“Anna Karenina” (BBC – 2000)

Happy families are all alike; every unhappy family is unhappy in its own way.

Sometimes fine actors just don’t have chemistry w/ each other!  This is the main problem in the 2000 BBC miniseries based on Leo Tolstoy’s well-known, tragic love story.  Helen McCrory (in the title role) and Kevin McKidd (who plays Count Vronsky) don’t generate much heat, which is a crucial part of the story.  She is an especially good actor w/ a great voice and onscreen presence.  Her few scenes w/ the little boy who played her son were touching.

In the 1997 version (w/ Sean Bean and Sophie Marceau), the leads not only look good together, but actually look like they are in love.  Though that film has its own flaws, it has much more passion in it.

The director in the miniseries made some odd choices.  Sometimes a handheld camera is not needed, but it’s used anyway.  There are too many close-ups and not enough light.  In the ’97 version, when Anna and Vronsky first meet, you can see their mutual attraction.  But in this version, the crucial moment becomes ho-hum.  Anna just looks at Vronsky for a moment through her veil- a lost opportunity for the director.  Their first dance is much more romantic/dramatic in the’97 version.  (It reminded me of Scarlett and Rhett’s first dance in Gone with the Wind.)

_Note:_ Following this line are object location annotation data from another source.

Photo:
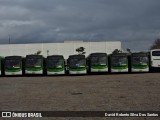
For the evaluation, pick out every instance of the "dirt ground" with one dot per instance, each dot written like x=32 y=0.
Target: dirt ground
x=111 y=92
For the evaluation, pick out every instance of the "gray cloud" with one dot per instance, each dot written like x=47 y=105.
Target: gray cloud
x=134 y=22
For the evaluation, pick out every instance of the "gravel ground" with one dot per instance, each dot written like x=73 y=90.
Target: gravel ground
x=111 y=92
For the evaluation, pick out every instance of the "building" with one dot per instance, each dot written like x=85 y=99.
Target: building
x=67 y=48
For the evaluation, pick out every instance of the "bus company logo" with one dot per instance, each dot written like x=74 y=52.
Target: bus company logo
x=6 y=114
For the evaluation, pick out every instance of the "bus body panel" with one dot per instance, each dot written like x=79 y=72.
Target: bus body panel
x=13 y=73
x=140 y=70
x=119 y=70
x=13 y=65
x=56 y=73
x=78 y=72
x=33 y=72
x=74 y=65
x=155 y=58
x=99 y=70
x=139 y=62
x=36 y=67
x=97 y=62
x=119 y=63
x=55 y=65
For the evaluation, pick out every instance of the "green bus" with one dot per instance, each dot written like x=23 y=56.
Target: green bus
x=34 y=64
x=77 y=64
x=55 y=65
x=139 y=62
x=119 y=62
x=13 y=65
x=97 y=62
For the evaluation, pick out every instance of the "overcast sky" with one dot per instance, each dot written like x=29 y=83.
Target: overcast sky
x=136 y=23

The actors who rise to the occasion in the miniseries are Douglas Henshall (Constantine Levin) and Paloma Baeza (Princess Kitty).  Henshall, whose real Scottish accent pops out in a few scenes, is the long-haired/bearded gentleman farmer w/ a past.  He thinks too much and worries if he’ll ever win over Kitty, who is innocent and young.  Baeza’s character starts out as a silly girl w/ a crush on the dashing Vronsky.  In time, Kitty learns about love and blossoms into a mature/sensitive wife.

 No one may build their happiness on another’s pain.

Anna’s philandering brother Stiva (played by Mark Strong) and his wife Dolly(played by Amanda Root) both get some nice lines.  “I love him, but I don’t respect him,” Dolly admits toward the end of the film.  She tolerates her husband’s affairs (just as many Russian nobles did at that time).

Anna and Vronsky’s love affair is atypical for their circle.  They truly are in love, not just fooling around b/c of lust or boredom.  Stephen Dillane (who plays Karenin) won’t give Anna a divorce, so she and Vronsky can’t marry.  Anna is forbidden to see her 8 y.o. son and becomes a social outcast.  Vronsky can’t give his baby daughter his name w/o that divorce.

Every time I tried to display my innermost desires – a wish to be morally good – I met with contempt and scorn, and as soon as I gave in to base desires I was praised and encouraged.  –Leo Tolstoy wrote two years after publication of Anna Karenina

After Levin meets Anna, he tell her brother that he liked her b/c “she’s so honest.”  Anna eventually spirals downward, turning to alcohol and opium.  She accuses Vronsky of betraying her w/ a younger woman.  Vronsky goes off to take care of some business for his mother.  But Anna is so paranoid and desperate by this point that she throws herself under a train.